Lesedauer: 5 Minuten
Foto: Gregor Enste

26. Oktober 2009

 


Pakistan ist ein Kriegsgebiet. Es hat neben einer Vielzahl anderer Probleme, die dringend die Etablierung von Rechtsstaatlichkeit und demokratischen Strukturen erfordern, mit großen Bedrohungen von Militanten, Aufständischen und Terroristen zu kämpfen. Im Lichte der derzeitigen Krise diskutierten hochrangige Gäste aus Pakistan und mehrere deutsche Experten über Strukturen und Defizite der Rechtsstaatlichkeit wie auch die derzeitige Sachlage, parallele Rechtssysteme, die Beziehungen zwischen Politik und Judikative und die Rolle politischer Parteien und der Gesellschaft.


Die Taliban profitieren von der Schwäche der Rechtsstaatlichkeit und Staatsgewalt



Natürlich konzentrierten sich die Gespräche auf die aktuelle Situation in den Stammesgebieten (FATA), die die pakistanische Armee von Kämpfern zu befreien versucht. Die Krise dort ist nicht nur ein militärischer, sondern auch ein Herrschaftskonflikt.
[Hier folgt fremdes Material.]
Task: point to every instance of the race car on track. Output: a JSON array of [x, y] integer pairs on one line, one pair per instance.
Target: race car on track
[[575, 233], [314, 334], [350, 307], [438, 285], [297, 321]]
Daher müssen diese Gebiete in die Provinz- und die Nationalversammlung eingebunden und die Verfassung und die Gesetze auf sie ausgedehnt werden. Ferner steht die Rechtsstaatlichkeit in engem Zusammenhang mit dem Kampf gegen Extremismus und Militanz. Die Taliban sind nicht stark, doch sie profitieren von den Schwächen und Defiziten des Staates hinsichtlich Rechtsstaatlichkeit und Regierungsgewalt. Sie erstarkten, weil die Regierung nicht für grundlegende Rechte wie Bildung, Gesundsheitsfürsorge und vor allem Gerechtigkeit sorgt.


Dikaturen haben die Rechtsstaatlichkeit geschwächt


Jahrzehnte der Diktatur in Pakistan haben demokratische Strukturen und Rechtsstaatlichkeit geschwächt. Seit der Oberste Gerichtshof in den 1950er Jahren erstmalig einen Militärputsch legitimierte, ist die Judikative den jeweils regierenden Regimes dienstbar geworden. In dieser Hinsicht überschreiten die Gerichte ihre Kompetenzen zwar nicht, doch sie nutzen ihre Gewalt im Bedarfsfall nicht genügend aus. Erst im März 2007 widersetzte sich der Oberste Richter des Landes erstmals einem regierenden Regime und brachte damit eine Bewegung in Gang, die sich für die Etablierung von Rechtsstaatlichkeit einsetzte. Dieses Lawyers Movement hat zu einem allgemeinen Verständnis für die Bedeutung der Wiedereinsetzung der abgesetzten Richter und zur Installierung einer unabhängigen Rechtsprechung beigetragen. Und damit konnte auch ein neues Pakistan mit einer starken Zivilgesellschaft, freien Medien und aktiven politischen Parteien entstehen.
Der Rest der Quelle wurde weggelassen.